- Born: 2 July 1806 Donegal (UK)
- Died: 23 June 1860 (aged 53)
- Citizenship: United Kingdom
- Occupation: political

= Edmund Samuel Hayes =

Sir Edmund Samuel Hayes, 3rd Baronet MP (2 July 1806 – 23 June 1860) of Drumboe Castle, County Donegal was a Baronet in the Baronetage of Ireland and Member of Parliament for County Donegal from 1831 to 1860.

==Family==

He was born on 2 July 1806, the son of Sir Samuel Hayes, 2nd Baronet and Elizabeth Lighton, daughter of Sir Thomas Lighton, 1st Baronet MP of Merville, County Dublin.
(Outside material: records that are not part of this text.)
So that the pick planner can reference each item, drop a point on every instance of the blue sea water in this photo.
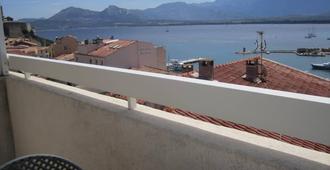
(219, 42)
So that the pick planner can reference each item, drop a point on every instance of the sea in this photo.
(219, 42)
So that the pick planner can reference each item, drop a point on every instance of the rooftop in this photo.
(279, 77)
(111, 47)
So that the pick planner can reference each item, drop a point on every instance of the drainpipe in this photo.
(7, 148)
(3, 52)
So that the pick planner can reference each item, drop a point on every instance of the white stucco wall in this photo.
(99, 132)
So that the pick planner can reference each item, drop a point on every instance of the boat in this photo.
(323, 66)
(310, 35)
(312, 54)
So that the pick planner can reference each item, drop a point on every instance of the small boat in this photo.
(323, 66)
(312, 54)
(310, 35)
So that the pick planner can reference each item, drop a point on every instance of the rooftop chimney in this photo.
(206, 69)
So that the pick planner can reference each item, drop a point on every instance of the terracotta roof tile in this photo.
(280, 77)
(111, 47)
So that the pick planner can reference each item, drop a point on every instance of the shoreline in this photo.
(182, 24)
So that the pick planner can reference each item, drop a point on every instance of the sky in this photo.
(46, 8)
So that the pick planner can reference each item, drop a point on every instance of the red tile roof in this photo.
(66, 57)
(111, 47)
(217, 121)
(279, 77)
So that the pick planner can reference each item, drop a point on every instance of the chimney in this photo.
(206, 69)
(254, 71)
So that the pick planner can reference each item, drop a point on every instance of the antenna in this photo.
(262, 45)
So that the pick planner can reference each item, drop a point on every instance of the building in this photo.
(25, 46)
(15, 29)
(64, 45)
(122, 53)
(102, 132)
(248, 72)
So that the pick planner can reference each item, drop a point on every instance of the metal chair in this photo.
(40, 162)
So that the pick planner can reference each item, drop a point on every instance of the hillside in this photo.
(218, 11)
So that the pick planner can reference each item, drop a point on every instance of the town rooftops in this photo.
(111, 47)
(279, 77)
(66, 57)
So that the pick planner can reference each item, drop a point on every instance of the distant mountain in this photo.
(180, 12)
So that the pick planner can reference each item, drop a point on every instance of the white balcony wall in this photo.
(99, 132)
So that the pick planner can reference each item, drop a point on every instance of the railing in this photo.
(299, 115)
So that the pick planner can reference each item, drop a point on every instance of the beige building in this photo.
(24, 46)
(122, 53)
(63, 45)
(14, 29)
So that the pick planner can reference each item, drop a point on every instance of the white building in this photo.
(122, 53)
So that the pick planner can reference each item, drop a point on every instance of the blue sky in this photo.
(46, 8)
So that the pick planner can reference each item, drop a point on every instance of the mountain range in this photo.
(218, 11)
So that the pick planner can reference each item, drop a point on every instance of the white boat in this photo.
(310, 35)
(323, 66)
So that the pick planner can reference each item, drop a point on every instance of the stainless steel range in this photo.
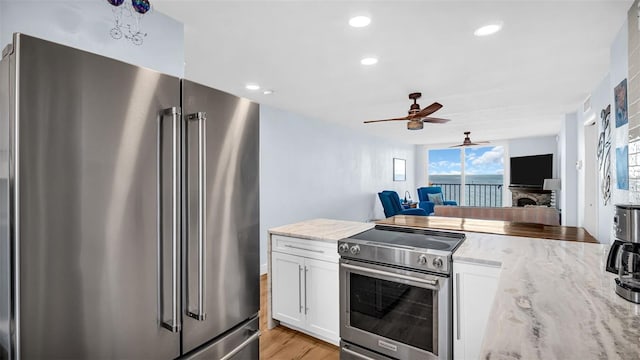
(396, 294)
He was educated at Trinity College, Dublin in 1823. He was appointed High Sheriff of Donegal for 1830–31.

On 3 July 1837, he married Emily Pakenham, daughter of Hon. Hercules Robert Pakenham. The children from this marriage were:
- Sir Samuel Hercules Hayes, 4th Baronet (3 February 1840 – 7 November 1901)
- Sir Edmund Francis Hayes, 5th Baronet (1850 - 1912)
- Emily Anne Hayes
- Mary Frances Hayes
- Alice Caroline Hayes
- Emma Agnes Hayes
- Georgina Mary Anne Hayes
- Louisa Lydia Hayes

He died on 23 June 1860.

==Career==

He was campaigned in the 1831 United Kingdom general election and was elected Member of Parliament for County Donegal which he held until his death in 1860.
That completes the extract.